But it was his commentary on gun control in the United States of America that propelled his billboard to international fame.
Father Bower writing in the wake of the Florida high school shooting that killed 17 students in February: "When will they love their kids more than their guns?"
Father Bower's Florida shooting sign.
It was mentioned in stories in the Washington Post and The New York Times, and the words adopted by rapper Eminem in a performance the next month.
The church's Facebook page now has tens of thousands of followers, while Father Bower says his posts often receive higher engagement than those of Australia's Prime Minister.
But his outspoken positions have also created some backlash.
Several members of his congregation have left, though he says he's "gained hundreds more" and has thousands who watch his sermons on Facebook.
More seriously, he has been on the receiving end of death threats, and groups attempting to disrupt his services.
Last weekend a several people from a far-right group interrupted a small Saturday night service, leaving parishioners "traumatised".
"Someone else had a sword, I worked out later it was a fake sword, but I didn't know that at the time," Father Bower told 1 NEWS.
"In my view it was an act of terrorism. It was politically and religiously motivated and it was terrifying and the congregation were traumatised."

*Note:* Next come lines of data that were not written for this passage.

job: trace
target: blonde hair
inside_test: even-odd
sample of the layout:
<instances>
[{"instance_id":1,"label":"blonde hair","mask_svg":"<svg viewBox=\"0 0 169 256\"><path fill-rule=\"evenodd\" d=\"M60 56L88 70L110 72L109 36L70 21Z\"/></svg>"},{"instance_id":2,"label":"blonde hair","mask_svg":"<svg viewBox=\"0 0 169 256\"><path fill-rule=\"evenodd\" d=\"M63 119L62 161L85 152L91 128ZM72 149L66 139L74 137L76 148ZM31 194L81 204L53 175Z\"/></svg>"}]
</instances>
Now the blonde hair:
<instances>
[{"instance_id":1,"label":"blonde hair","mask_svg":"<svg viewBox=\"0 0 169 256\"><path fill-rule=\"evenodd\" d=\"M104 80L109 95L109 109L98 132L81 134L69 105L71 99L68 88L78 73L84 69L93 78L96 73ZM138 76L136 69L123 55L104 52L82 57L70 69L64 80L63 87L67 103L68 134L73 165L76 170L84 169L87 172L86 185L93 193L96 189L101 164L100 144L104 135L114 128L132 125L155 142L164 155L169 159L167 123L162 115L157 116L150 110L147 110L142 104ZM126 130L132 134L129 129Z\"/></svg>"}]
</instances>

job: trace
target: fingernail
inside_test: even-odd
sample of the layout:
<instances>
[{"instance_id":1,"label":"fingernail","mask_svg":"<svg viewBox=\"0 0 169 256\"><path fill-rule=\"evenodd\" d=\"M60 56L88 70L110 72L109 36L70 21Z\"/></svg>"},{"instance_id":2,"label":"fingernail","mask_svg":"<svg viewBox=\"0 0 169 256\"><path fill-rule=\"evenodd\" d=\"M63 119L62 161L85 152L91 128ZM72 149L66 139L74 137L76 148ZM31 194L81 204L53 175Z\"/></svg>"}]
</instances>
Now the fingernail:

He responded by putting up a sign reading: "We're in Hail Marys not Heil Hitlers".
He's also courted controversy over an ANZAC Day message calling attention to the plight of refugees held in Australia's offshore centres on Manus Island and Nauru.
Father Bower's ANZAC Day message.
A message in response to anti-gay social media posts from Wallabies fullback Israel Folau read: "Israel Folau has a right to be wrong".
Father Bower explaining: "Israel Folau's entitled to believe what he believes, he's entitled to his personal faith, he's entitled to his own opinion.
"But he's certainly not entitled to his own facts and what we know about human sexuality is it’s an integral part of who we are.
"We would say from a religious point of view that’s who we’re created to be ."
Father Bower's Israel Folau sign.
And he says if anything, the groups threatening and disrupting his work are only making him more determined.
"These people gain power through the manipulation of fear…. We can't stop, and I think the soul of our nation is really at risk here, and I think it’s time for churches to stand up."
A message as stark as those on the billboards that continue to create a global stir.